Les annonces de la ministre du 7 septembre, (nouveau cadre réglementaire, primes réévaluées dès cette année) ne les ont pas convaincus. « C’est un effort de 50 millions d’euros dans un contexte budgétaire complexe. Cela montre une reconnaissance », fait valoir le ministère de l’Enseignement supérieur.
En première année de médecine, 1 200 inscrits contre 600 habituellement
Mais derrière cette mobilisation, soutenue par le conseil d’administration de l’Upec, qui a voté une motion à l’unanimité, selon le président de l’université, Jean-Luc Dubois-Randé, un autre malaise surgit : le manque de moyens. « Inquiets », les enseignants de Staps revendiquent « une amélioration des conditions de travail ainsi que des conditions d’enseignement et d’apprentissage des étudiants ».
L’université du sud-est parisien est devenue l’une des plus importantes, attirant des jeunes principalement du Val-de-Marne, de Seine-et-Marne, de Paris et de l’Essonne. Près de 42 000 sont inscrits en cette rentrée. Ils étaient 30 000 il y a cinq ans. Avec des situations inédites : plus de 1 200 jeunes se retrouvent en première année de médecine, soit le double des possibilités, autant en droit etc. En cinq ans, la démographie a ainsi grimpé de 19,5 % contre 5 % au niveau national.
Et les moyens ? La subvention allouée par l’État au titre du service public de 210 millions d’euros n’aurait grimpé que de 10 millions, soit rapporté à chaque étudiant « une baisse de 600 à 700 euros », selon les enseignants.
« On a suivi les injonctions de l’État mais on ne nous a pas accompagnés »
« On a suivi les injonctions de l’État, on a accueilli les étudiants, mais on ne nous a pas accompagnés », dénonce à son tour Jean-Luc Dubois-Randé qui se dit « très en colère ». Et de regretter une situation de « déficit », dans laquelle l’État a plongé l’établissement : « C’est l’État qui fixe les capacités d’accueil ». Au point de devoir faire « des économies de masse salariale ».
Selon ses calculs, il manque au minimum 20 millions d’euros. Une situation d’autant plus complexe que « la hausse de la démographie, on le sait va se poursuivre. Il y a un déplacement des populations et une très forte attente des élus notamment pour une présence de l’université sur leur territoire. »

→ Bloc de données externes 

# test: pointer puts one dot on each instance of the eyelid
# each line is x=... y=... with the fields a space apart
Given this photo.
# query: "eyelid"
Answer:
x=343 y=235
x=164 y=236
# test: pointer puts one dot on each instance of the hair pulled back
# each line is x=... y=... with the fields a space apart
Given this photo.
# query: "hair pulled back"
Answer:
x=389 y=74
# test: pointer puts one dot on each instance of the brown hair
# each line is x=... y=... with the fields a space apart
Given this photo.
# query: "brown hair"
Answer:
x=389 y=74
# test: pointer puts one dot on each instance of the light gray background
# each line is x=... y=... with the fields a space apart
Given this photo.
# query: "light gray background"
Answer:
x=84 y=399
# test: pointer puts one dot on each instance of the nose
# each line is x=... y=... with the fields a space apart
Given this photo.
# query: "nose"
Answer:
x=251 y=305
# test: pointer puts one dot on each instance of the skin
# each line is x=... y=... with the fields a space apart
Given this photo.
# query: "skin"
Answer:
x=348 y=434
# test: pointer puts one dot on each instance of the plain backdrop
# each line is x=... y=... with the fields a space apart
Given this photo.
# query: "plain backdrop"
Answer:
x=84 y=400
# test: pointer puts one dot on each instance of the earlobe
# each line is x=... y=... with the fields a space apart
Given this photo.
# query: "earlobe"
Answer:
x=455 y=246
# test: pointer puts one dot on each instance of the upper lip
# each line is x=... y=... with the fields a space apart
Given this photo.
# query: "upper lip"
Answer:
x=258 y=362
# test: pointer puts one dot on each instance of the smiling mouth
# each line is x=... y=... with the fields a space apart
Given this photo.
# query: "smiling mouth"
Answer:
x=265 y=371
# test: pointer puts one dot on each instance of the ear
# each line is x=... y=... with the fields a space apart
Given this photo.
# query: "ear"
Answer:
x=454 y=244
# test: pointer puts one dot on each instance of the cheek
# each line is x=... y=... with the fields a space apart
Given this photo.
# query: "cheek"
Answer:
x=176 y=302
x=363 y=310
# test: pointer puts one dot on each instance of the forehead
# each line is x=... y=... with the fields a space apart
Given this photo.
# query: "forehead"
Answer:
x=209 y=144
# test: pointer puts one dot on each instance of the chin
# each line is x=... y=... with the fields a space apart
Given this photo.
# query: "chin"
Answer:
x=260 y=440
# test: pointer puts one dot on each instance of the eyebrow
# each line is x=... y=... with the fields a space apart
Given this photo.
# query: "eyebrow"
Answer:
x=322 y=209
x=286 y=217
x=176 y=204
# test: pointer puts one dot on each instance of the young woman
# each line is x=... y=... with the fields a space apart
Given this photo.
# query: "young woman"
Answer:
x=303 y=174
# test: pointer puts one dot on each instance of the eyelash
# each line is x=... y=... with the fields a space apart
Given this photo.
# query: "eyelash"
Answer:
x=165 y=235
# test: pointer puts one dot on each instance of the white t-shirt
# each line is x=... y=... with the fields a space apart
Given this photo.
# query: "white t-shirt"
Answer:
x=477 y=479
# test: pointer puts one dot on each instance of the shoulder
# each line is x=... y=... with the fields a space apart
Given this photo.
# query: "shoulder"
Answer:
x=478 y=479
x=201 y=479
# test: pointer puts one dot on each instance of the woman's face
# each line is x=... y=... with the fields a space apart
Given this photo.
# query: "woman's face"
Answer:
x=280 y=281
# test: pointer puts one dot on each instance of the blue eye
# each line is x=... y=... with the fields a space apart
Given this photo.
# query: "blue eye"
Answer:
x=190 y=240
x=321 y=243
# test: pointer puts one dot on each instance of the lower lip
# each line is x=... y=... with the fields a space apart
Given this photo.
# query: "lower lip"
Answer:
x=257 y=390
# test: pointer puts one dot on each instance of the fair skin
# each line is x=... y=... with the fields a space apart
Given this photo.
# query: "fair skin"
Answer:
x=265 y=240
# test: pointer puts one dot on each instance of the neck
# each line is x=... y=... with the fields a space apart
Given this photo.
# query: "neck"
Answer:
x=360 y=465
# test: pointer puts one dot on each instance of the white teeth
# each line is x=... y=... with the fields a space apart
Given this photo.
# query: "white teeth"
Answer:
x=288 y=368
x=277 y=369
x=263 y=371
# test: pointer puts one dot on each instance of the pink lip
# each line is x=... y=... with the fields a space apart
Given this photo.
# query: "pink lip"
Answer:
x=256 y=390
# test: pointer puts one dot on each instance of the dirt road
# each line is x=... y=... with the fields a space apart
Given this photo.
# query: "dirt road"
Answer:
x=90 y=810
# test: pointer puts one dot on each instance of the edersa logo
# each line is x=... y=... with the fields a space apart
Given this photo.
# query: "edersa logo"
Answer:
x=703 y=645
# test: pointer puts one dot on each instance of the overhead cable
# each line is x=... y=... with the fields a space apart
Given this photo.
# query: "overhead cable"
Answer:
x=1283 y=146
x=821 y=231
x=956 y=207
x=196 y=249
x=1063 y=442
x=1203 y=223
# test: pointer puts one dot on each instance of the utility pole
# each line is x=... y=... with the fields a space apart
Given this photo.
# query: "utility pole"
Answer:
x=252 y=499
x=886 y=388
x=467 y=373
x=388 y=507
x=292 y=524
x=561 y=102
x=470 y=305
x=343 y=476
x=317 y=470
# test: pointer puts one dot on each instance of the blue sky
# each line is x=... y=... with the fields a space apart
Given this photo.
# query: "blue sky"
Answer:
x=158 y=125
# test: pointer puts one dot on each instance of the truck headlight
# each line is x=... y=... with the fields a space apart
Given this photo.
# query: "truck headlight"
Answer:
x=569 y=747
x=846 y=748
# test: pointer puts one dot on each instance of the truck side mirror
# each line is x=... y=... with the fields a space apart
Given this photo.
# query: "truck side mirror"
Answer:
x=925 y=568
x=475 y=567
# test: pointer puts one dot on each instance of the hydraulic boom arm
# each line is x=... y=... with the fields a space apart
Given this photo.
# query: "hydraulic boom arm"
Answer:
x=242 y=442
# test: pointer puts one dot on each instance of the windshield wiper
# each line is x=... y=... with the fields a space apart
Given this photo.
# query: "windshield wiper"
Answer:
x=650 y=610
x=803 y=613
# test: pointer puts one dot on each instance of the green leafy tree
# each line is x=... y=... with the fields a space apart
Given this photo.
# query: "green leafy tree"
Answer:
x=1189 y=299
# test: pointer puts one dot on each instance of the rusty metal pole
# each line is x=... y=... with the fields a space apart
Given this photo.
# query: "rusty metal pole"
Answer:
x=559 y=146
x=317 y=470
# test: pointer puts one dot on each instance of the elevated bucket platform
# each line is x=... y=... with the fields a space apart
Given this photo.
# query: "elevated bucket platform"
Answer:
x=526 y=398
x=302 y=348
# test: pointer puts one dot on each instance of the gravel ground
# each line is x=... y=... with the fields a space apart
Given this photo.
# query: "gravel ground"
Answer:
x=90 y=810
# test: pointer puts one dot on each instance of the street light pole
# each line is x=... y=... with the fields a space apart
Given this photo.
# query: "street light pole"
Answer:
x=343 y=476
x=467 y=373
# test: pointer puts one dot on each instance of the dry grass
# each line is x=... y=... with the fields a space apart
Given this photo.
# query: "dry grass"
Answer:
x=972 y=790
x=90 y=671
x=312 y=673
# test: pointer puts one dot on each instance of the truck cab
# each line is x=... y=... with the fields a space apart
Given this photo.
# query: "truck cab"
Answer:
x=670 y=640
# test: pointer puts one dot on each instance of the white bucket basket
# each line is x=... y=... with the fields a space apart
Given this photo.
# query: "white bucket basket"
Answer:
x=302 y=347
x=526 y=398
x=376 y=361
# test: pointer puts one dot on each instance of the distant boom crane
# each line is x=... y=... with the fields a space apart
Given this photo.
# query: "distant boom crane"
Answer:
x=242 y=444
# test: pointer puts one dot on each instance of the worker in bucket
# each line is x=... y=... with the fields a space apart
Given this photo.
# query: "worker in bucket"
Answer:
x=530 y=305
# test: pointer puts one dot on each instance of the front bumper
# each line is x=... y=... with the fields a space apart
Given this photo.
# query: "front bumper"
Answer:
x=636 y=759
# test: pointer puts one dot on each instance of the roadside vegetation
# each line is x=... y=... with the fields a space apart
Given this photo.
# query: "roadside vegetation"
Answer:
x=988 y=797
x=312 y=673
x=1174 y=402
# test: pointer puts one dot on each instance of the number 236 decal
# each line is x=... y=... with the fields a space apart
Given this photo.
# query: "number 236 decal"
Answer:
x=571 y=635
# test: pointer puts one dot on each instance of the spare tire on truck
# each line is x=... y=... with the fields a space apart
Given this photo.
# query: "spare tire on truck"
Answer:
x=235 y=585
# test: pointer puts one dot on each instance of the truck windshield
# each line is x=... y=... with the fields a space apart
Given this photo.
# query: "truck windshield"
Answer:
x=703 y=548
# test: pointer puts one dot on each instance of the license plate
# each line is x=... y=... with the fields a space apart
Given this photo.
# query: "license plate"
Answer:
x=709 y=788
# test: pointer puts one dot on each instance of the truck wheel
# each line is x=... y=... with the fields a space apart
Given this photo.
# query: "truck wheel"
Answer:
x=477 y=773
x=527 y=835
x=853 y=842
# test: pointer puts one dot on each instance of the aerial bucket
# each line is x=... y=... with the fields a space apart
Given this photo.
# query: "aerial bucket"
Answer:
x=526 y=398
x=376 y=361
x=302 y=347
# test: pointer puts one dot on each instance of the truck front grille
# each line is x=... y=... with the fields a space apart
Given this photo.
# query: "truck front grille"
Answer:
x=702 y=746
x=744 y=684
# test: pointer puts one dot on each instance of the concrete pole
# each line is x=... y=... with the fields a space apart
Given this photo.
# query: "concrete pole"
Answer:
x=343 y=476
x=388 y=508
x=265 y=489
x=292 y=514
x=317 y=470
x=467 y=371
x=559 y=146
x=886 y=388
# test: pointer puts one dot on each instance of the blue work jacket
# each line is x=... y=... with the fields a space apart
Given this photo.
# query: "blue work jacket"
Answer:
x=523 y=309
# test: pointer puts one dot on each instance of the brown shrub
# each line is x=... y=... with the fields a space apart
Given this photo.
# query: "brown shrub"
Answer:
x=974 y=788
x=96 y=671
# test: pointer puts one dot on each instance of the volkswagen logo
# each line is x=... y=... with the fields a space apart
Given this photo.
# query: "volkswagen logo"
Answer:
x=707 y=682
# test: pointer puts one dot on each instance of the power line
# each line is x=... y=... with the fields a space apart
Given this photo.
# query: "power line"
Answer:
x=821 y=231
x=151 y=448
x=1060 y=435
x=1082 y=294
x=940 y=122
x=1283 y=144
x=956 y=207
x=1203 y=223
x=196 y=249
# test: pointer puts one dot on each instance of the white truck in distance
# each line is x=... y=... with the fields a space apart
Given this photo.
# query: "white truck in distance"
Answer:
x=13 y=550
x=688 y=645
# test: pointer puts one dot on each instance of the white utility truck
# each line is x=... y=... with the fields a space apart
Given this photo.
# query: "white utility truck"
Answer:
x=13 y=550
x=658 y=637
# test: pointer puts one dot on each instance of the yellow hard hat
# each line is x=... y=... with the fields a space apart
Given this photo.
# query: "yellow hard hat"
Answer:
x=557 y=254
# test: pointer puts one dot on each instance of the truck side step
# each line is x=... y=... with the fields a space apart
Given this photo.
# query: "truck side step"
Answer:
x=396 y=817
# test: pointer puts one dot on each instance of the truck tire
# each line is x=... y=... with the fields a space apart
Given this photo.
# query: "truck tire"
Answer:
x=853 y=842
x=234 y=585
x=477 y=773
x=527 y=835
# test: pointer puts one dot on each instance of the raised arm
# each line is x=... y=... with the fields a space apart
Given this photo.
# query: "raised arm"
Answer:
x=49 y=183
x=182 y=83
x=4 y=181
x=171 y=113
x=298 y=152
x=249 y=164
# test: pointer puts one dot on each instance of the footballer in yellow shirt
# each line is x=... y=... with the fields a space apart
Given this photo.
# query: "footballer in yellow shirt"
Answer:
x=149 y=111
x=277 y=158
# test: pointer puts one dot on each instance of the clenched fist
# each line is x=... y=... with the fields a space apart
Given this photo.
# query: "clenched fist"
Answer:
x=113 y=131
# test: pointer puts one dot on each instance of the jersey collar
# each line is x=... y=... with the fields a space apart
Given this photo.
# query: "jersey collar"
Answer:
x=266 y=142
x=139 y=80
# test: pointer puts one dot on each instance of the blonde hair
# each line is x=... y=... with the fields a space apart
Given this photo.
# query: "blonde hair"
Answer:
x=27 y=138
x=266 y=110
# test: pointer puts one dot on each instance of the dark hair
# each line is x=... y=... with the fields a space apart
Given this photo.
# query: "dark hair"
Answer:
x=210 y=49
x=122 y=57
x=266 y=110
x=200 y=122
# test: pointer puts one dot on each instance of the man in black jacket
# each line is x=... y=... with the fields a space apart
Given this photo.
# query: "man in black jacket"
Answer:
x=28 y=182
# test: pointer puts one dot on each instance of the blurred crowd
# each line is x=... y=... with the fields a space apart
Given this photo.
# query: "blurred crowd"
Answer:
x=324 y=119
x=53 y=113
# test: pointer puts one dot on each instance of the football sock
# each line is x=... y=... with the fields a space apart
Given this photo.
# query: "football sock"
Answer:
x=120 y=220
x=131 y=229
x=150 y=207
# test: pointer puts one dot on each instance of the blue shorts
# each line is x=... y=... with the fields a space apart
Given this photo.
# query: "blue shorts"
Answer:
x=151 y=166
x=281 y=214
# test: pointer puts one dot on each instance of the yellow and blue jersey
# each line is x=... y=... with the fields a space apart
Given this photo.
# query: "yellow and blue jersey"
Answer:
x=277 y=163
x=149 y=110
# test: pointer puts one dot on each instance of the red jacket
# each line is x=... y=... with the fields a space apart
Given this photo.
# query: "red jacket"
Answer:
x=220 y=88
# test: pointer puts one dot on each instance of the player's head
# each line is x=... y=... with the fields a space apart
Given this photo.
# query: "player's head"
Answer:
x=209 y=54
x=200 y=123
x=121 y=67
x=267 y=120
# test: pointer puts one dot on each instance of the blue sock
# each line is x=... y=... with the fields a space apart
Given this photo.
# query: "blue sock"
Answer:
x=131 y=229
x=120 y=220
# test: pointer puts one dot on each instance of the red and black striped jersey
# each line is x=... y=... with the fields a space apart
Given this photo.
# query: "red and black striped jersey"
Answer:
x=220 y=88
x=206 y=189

Le ministère « à l’écoute »
L’Upec n’est pas la seule en difficulté. Mais les différences entre établissements de même strate interrogent : « Par rapport à Nantes, notre dotation est inférieure de 40 millions », relève cet enseignant. Ce dernier est d’autant plus en alerte que le manque de moyens, soit selon lui moins d’enseignants embauchés et donc plus de charges pour ceux en place, pèse sur « la réussite des élèves ». Des élèves qui sont souvent boursiers, issus de la diversité etc. et ont donc besoin d’être « accompagnés ».
En début de mois, le président de l’Upec a été reçu au ministère pour évoquer cette dotation qui « n’est pas à la hauteur ». Ce dernier se dit « en appui, en écoute et en accompagnement avec les moyens dont on dispose. Il n’y a pas une université qui ne connaisse pas de hausse du nombre d’étudiants. L’Upec n’est pas plus mal traitée ou mieux traitée qu’une autre, chaque université a une histoire différente. La dotation n’a jamais baissé et a même progressé. »
« Pour accompagner l’Upec dans ses difficultés financières et immobilières », un contrat d’objectifs et de performances sur des sujets précis a été proposé. Soit des crédits supplémentaires début 2024. « Cela représente 0,8 % à 1,2 % de la subvention totale, c’est déjà ça mais ce n’est pas beaucoup », pointe Jean-Luc Dubois-Randé.
Une solution trouvée pour les étudiants privés de chauffage à Pyramide
Symbole de ces difficultés, le bâtiment Pyramide à Créteil qui abrite les sciences de l’éducation et sciences sociales. L’hiver dernier, les cours ont basculé en distanciel face au manque de chauffage des locaux, loués à un bailleur privé. Depuis ? « Les toilettes ne sont pas réparées, il manque toujours des dalles au plafond. Ils ont refait les peintures du hall… », note cette étudiante en deuxième année de licence.
Le chauffage aurait été rétabli au premier étage, selon les dires du bailleur. Mais l’université, qui a lancé plusieurs actions en justice, n’a guère confiance. Sept millions d’euros ont été débloqués par l’État pour la construction d’un futur bâtiment, à l’Echat, sur un terrain fourni par la ville de Créteil. Alors d’ici là, la direction de l’université a préféré chercher « un plan B ».
« Nous avons trouvé avec l’appui du rectorat et du cabinet de la ministre de beaux locaux à Villejuif au pied du futur métro, avec une solution de restauration, annonce Jean-Luc Dubois-Randé. Les étudiants pourraient y déménager en fin d’année, si nécessaire. » Premier rayon de soleil en cette rentrée difficile à l’université.